Apr 02

Financial Crisis Causing New Trend In Consumer Spending

The American economic crisis and personal security fears appear to be the driving force behind a recent surge in the sale of a number of consumer items, one of the most surprising of which is household safes.

Safe retailers and manufacturers had been reporting a dramatic increase in sales beginning with the start of the economic crisis, then elevating sales again as the market continued to dive.

Some manufacturers have reported up to a 50% increase in sales over this time last year. Despite the state of the economy and the negative effect on spending in general, there are a few markets that have seen an increase in sales.

Increases in demand for products like household safes, home electronics and firearms appear to be directly linked to the economic crisis. The Consumer Electronic Association has predicted that sales of certain electronics will increase despite the drop in allover consumer spending.

The CEA believes that people will spend a little money on home entertainment such as video games and televisions instead of a lot of money on outside dining and entertainment.

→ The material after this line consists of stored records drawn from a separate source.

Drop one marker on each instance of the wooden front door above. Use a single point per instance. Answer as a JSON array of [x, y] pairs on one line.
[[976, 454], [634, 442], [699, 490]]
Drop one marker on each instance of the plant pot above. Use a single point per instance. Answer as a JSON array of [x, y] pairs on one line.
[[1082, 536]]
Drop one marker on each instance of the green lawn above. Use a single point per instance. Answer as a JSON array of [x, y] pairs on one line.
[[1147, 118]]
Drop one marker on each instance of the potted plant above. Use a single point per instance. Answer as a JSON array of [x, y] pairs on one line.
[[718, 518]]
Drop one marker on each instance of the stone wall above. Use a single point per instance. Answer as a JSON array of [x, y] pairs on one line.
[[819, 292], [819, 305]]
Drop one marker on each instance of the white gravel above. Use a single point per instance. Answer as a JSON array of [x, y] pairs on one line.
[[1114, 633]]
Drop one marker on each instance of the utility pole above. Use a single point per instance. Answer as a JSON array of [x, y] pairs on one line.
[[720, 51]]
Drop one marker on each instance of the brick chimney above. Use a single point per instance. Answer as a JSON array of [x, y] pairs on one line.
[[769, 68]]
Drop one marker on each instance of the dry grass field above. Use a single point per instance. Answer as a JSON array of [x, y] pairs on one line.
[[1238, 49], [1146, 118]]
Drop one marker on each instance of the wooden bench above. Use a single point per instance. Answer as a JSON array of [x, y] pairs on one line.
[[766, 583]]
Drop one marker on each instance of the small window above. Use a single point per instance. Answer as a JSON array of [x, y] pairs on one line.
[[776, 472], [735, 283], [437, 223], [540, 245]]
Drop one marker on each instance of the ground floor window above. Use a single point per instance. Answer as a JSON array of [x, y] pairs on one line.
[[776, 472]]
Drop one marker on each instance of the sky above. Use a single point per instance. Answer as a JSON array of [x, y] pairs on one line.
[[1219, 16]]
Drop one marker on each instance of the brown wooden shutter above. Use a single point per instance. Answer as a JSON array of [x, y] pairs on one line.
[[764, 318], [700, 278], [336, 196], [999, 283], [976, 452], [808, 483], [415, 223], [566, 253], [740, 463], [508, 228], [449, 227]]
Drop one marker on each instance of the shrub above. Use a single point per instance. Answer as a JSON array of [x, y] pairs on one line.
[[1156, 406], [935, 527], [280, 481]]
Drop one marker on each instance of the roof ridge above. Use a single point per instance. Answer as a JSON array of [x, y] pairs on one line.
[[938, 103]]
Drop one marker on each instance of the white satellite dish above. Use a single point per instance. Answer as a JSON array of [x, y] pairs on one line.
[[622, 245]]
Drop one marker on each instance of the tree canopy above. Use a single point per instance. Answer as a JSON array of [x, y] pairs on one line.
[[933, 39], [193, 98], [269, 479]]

Guns are another product that analysts are watching. Historically, the sale of guns rises during economic hardships. This is usually attributed to people’s fears of civil unrest and higher crime rates.

However, the surge in household safes may be unique to this particular economic crisis. The government seizure of Fannie Mae and Freddie Mac as well as the sale of financial heavyweights such as Merrill Lynch, Wachovia and Washington Mutual appear to have consumers fearing for their personal savings and investments more so than in previous economic downturns.

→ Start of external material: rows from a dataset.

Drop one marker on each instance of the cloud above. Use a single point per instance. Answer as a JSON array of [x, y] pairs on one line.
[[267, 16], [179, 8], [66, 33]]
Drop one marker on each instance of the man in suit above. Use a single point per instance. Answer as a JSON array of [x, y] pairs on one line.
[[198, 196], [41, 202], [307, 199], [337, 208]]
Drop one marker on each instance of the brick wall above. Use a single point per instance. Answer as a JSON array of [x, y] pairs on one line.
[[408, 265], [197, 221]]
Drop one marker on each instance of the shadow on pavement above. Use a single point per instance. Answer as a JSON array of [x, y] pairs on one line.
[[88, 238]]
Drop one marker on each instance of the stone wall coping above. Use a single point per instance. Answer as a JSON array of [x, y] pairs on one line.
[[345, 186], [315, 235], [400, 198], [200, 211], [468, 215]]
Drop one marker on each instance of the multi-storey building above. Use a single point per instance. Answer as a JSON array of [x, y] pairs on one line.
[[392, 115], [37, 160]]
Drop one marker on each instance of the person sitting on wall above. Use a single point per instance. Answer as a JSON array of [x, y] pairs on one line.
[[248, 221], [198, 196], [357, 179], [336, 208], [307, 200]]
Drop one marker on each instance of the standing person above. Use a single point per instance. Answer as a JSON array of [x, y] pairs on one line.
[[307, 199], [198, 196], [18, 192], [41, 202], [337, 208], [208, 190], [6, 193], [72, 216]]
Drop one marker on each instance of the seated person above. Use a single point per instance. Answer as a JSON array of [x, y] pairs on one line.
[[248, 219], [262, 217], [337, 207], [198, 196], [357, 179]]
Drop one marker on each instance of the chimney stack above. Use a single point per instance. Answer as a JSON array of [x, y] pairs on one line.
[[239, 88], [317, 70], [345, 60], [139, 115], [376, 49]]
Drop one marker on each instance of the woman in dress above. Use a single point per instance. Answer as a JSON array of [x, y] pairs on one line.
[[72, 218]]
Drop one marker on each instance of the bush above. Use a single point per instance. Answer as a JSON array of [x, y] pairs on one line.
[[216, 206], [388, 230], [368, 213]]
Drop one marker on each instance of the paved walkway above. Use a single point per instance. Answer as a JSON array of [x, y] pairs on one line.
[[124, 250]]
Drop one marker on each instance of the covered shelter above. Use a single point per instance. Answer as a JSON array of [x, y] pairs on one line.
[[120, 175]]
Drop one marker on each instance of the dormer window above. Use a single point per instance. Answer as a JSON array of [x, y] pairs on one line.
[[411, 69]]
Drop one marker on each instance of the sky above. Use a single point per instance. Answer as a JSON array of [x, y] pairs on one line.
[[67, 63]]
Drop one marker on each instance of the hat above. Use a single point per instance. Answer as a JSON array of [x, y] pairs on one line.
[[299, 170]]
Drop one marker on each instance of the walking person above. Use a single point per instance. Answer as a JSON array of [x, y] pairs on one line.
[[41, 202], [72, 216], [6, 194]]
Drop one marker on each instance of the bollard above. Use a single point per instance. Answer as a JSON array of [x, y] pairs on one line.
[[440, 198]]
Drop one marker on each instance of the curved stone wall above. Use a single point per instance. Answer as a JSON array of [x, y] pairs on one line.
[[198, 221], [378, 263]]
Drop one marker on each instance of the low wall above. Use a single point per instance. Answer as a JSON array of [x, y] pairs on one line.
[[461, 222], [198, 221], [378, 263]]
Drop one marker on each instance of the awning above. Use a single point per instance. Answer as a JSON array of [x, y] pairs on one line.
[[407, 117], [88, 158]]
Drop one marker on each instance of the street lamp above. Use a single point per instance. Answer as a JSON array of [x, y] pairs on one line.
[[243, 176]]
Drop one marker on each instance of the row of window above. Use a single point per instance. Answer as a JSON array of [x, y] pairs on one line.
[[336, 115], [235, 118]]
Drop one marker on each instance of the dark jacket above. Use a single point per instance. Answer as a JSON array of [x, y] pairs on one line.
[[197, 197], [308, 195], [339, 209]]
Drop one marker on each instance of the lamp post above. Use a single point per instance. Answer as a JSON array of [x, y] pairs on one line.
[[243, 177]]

Authority Safes Sales Manager Janel Crisp has spoken with several customers expressing their concern for the economy and personal security. “We’ve had a lot of new customers saying they just want something where they can store their important papers, cash and jewelry, sometimes even gold in. They just want that sense of security that their vital possessions are nearby and safe,” she said.

This appears to be the trend throughout the market as more consumers are feeling the blow to their sense of financial security stemming from the collapse of financial institutions.

According to Crisp, since the start of the economic downturn began, sales have risen in specific areas, such as larger and stronger safes. “There has definitely been an increase in people asking for larger safes, over 500 pounds, and safes with burglary and fire protection ratings,”she said.

Without knowing when and how the economy will turn, there’s no way to know what kind of other economy-based consumer trends will be appearing. Until then, it seems consumers will continue to purchase the items that increase their sense of security and help them ride out the crisis.